Public transport: how to manage the health crisis?

At the beginning of 2022, the health situation and the recent governmental directives related to the reinforcement of teleworking are once again impacting the transport networks, which have not been spared by this crisis over the last two years.
According to the 2021 Mobility Observatory, a total loss of revenue of €2.3 billion and a 13% drop in public transport use (compared to 2019) are estimated in France.

Networks will therefore have to step up their efforts and invest to attract users, optimise their operating costs and adapt to new health regulations.

To meet these new economic, health and user comfort challenges, real-time occupancy rate information in public transport, both on-board and on the ground, is essential.

The collection of this precise data in real time is made possible thanks to the acquisition of automatic people counting systems via 3D stereoscopic sensors installed in vehicles such as buses, tramways and metros. Acorel is an expert in these solutions and equips some of the largest transport networks in France and abroad. In times of health crisis, the implementation of these systems is a priority in order to optimize the transport network and offer users a comfortable service.

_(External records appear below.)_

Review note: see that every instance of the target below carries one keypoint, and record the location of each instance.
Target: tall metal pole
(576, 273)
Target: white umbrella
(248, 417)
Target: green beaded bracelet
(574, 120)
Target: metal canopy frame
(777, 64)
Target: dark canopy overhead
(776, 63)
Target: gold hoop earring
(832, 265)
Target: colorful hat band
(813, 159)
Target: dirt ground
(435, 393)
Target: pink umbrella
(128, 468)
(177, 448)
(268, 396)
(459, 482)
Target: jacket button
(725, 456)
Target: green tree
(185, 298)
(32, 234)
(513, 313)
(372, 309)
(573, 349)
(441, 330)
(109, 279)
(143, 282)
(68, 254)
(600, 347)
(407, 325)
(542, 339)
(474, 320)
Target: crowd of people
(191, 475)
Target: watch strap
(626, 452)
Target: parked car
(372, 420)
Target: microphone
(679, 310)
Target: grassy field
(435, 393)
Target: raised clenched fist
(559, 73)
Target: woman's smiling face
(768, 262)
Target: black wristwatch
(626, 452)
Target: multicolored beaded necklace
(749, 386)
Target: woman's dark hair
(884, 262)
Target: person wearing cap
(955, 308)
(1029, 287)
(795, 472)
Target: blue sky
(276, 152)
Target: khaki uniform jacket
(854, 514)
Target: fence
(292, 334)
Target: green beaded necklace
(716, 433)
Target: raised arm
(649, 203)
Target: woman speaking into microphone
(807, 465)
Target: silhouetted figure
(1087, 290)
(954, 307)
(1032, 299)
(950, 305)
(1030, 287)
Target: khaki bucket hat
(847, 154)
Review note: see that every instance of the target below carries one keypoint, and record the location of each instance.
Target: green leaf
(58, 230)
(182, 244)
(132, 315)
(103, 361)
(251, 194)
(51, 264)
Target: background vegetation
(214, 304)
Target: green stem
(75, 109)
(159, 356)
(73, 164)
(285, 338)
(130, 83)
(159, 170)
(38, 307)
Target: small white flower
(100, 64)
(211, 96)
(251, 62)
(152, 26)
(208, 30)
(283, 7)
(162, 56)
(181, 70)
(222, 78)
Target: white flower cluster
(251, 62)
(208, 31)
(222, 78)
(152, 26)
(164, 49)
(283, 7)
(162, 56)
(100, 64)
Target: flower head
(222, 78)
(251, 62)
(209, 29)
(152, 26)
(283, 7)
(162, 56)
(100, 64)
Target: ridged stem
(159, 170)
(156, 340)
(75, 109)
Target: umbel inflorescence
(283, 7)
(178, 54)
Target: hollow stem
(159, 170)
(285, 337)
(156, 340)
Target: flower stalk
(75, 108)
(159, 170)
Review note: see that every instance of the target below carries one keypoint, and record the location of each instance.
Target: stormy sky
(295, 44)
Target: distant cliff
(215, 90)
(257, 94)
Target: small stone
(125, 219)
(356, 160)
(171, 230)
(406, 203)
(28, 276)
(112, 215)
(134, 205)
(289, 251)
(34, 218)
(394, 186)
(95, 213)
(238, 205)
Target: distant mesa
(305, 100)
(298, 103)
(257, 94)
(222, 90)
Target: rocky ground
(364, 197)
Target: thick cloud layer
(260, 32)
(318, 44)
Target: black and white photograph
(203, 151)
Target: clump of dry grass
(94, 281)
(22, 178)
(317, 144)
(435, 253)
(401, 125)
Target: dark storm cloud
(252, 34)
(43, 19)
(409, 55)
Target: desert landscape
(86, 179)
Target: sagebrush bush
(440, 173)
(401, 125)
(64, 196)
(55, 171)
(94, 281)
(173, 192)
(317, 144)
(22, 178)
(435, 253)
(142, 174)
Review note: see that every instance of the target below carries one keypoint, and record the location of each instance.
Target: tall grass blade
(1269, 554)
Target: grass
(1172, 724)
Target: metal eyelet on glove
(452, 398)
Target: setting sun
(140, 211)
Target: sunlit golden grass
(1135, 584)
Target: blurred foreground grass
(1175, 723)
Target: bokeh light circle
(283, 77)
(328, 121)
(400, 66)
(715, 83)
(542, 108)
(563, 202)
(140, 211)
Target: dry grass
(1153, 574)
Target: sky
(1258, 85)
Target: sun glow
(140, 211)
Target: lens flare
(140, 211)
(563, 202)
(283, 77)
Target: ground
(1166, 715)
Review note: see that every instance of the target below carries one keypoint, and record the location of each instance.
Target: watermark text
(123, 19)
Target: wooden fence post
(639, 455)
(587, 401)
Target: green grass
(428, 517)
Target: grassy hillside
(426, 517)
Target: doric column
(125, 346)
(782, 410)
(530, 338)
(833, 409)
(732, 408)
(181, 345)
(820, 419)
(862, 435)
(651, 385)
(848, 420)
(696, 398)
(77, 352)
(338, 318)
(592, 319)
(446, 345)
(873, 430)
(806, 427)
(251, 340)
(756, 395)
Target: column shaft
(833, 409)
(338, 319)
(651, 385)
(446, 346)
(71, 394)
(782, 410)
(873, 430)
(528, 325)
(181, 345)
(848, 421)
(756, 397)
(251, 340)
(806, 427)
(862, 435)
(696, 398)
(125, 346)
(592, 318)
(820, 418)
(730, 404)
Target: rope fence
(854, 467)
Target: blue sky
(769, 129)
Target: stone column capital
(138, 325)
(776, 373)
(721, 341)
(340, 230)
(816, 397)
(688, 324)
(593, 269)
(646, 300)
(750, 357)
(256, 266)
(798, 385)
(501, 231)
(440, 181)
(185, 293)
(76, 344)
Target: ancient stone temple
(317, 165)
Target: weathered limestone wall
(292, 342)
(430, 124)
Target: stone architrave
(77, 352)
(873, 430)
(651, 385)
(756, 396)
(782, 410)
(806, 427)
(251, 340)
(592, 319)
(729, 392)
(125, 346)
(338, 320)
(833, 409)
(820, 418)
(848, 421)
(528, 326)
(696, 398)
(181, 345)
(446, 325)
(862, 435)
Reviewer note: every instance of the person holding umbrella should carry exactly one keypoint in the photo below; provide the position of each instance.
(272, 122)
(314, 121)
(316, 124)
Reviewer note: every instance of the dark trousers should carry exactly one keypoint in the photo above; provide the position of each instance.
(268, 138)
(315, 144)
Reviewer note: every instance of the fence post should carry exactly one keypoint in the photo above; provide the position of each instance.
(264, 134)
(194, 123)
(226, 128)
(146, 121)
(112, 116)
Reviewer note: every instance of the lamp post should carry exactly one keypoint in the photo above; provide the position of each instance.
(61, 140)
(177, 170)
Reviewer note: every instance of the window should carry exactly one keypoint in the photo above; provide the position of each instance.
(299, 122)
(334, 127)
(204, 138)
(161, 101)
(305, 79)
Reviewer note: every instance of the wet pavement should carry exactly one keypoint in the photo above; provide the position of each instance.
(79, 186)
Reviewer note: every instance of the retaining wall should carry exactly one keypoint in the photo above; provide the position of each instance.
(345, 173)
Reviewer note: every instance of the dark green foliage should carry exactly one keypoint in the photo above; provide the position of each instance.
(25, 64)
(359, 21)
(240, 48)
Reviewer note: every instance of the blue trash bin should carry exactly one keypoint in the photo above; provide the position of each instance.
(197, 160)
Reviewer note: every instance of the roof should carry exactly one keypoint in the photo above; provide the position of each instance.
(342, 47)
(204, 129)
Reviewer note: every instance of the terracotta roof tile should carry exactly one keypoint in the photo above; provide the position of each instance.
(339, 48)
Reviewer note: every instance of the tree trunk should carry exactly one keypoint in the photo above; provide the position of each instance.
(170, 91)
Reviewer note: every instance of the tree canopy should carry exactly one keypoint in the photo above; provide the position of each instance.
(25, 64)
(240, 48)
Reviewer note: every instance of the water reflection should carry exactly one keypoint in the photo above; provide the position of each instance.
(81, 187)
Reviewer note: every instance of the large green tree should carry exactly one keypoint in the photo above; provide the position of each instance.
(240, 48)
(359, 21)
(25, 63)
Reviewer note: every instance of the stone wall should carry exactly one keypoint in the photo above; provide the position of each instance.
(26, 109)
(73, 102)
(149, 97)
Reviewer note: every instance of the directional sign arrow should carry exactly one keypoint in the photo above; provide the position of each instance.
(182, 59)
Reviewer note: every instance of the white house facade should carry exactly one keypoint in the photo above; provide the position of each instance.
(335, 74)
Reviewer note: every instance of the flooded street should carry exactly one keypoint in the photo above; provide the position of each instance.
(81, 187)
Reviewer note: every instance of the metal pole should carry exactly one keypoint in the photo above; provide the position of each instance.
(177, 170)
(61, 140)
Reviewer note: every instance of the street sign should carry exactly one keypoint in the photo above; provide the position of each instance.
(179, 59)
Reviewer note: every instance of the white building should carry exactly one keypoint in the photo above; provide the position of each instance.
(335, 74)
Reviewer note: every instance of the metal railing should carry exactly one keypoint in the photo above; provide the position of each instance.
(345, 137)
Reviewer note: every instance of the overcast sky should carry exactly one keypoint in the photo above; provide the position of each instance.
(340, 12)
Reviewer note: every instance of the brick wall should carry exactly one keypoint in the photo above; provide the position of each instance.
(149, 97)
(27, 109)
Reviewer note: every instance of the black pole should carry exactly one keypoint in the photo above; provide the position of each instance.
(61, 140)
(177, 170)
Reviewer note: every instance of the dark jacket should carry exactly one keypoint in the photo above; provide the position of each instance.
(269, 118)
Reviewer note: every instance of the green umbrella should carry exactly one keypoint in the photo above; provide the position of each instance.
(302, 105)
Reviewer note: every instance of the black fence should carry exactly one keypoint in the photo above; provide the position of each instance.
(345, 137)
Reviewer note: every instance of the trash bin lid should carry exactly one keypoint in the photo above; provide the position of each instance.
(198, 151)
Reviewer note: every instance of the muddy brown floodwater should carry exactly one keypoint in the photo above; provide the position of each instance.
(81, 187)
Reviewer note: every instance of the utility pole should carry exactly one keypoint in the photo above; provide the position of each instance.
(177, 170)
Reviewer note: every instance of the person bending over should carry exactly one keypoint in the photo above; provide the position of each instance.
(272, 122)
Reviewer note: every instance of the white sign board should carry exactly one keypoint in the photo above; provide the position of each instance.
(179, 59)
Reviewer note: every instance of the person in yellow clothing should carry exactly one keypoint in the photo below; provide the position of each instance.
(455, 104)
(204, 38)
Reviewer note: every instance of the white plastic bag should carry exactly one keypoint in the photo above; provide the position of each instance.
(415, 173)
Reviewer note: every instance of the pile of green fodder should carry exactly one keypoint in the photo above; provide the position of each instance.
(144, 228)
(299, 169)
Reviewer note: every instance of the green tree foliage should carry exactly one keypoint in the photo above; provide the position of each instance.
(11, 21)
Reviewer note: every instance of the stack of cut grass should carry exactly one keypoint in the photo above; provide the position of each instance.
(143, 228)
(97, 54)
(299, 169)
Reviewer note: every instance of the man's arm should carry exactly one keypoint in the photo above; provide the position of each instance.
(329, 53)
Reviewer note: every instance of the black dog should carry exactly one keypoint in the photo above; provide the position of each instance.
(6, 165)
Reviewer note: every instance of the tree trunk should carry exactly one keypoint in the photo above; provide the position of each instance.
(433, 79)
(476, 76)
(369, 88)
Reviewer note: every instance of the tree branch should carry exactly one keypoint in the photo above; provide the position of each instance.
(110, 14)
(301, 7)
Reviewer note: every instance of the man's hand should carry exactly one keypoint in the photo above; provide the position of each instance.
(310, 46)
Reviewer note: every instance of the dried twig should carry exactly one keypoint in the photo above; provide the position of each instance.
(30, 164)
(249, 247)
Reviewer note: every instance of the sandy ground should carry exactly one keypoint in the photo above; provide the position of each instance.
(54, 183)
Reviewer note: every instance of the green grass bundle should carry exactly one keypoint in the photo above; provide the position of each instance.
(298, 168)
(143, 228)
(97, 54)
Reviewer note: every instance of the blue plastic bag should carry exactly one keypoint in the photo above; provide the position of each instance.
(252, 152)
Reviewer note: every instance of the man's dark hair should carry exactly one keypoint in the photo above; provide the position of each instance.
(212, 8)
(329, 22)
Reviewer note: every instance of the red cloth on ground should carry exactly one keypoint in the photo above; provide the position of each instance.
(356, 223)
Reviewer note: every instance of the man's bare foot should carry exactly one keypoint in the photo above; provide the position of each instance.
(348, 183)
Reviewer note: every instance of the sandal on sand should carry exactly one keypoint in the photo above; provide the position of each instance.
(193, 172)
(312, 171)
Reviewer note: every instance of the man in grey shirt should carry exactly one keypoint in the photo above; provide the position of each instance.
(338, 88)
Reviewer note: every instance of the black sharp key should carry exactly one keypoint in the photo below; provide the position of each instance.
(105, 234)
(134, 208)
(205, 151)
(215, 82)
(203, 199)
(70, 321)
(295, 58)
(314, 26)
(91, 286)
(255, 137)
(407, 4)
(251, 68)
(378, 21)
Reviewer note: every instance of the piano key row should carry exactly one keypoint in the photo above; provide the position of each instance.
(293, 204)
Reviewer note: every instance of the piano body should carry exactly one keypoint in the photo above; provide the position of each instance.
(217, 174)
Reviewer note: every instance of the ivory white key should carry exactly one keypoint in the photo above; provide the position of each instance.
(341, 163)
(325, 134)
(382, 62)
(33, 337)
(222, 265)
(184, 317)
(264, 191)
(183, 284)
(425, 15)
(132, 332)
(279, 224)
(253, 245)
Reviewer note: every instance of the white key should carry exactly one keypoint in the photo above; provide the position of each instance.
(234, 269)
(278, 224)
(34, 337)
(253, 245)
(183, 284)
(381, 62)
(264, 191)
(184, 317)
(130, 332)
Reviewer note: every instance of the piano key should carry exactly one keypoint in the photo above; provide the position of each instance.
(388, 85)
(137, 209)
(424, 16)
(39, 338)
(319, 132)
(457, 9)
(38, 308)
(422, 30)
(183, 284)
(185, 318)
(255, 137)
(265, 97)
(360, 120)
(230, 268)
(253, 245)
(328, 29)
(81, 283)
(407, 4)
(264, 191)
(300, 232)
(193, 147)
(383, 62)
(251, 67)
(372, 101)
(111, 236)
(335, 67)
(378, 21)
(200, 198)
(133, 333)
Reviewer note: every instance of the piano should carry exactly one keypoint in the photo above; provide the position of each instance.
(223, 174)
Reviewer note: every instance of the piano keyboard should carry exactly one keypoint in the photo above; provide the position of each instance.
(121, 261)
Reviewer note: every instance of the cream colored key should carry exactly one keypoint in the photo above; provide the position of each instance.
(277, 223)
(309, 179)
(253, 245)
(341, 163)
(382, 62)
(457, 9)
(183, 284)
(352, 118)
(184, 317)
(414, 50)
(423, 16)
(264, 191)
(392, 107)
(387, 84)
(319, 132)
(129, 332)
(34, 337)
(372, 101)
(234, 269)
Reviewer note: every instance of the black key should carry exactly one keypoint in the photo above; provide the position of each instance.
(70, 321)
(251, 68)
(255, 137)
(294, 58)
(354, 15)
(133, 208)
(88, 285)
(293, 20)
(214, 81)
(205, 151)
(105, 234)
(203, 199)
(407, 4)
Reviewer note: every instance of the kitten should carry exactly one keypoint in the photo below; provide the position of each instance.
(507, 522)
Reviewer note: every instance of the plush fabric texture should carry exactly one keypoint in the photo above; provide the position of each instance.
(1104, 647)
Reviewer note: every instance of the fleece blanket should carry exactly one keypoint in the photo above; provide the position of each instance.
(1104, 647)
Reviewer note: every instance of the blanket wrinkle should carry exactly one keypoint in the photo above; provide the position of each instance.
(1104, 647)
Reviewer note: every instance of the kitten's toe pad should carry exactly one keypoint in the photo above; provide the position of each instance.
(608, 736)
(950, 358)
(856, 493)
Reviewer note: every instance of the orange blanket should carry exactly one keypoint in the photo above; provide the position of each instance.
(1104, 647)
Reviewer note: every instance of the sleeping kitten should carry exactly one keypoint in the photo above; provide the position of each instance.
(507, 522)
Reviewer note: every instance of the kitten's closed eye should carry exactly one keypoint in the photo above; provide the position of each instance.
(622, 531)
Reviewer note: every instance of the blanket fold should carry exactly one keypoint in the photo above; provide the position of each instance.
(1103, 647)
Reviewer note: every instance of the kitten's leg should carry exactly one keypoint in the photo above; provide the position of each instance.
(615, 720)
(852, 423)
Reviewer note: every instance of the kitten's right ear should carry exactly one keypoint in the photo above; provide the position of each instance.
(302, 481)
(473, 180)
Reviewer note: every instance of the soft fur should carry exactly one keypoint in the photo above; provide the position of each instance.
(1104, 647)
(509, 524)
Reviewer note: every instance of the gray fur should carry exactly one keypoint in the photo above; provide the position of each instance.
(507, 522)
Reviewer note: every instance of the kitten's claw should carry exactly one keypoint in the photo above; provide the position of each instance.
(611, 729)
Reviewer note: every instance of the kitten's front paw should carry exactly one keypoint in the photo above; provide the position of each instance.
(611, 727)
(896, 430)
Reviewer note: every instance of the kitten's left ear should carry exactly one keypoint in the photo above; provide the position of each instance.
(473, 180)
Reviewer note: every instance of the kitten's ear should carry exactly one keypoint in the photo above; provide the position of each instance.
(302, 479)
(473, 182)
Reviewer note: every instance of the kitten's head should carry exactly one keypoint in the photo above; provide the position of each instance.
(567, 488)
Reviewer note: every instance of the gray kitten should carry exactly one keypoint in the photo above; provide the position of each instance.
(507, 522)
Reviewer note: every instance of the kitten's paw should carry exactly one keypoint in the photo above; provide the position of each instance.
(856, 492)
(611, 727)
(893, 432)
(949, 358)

Obtaining reliable passenger data via these solutions is a real advantage in satisfying the organising authority, which can then analyse the flow of people and adjust the offer to demand. Especially since the random use of public transport due to the increase in telecommuting and new waves of contamination is one of the new issues that transport operators must face.


Ridership on public transport

Displaying the occupancy rate per bus or train is also necessary to reassure users about the frequency of use of the vehicle they wish to board. According to the Observatoire de la mobilités 2021, 32% of people who say they use public transport less often than before the health crisis fear contamination when using it.

When a fleet is equipped with an automatic people counting system, the operator can locate vehicles and identify peak loads in order to limit the number of people on board. A user, via passenger information screens or mobile applications, can, for example, be informed of the occupancy rate of the next tram and decide not to hurry if he or she can catch the next one. All of this data is available in real time and can be used to improve the user experience, particularly in a context of health concerns.

The health crisis has created new challenges and needs for both operators and users of public transport. Automatic passenger counting solutions can therefore play an important role in enabling transport networks to adapt to this new context and allow everyone to travel every day with confidence.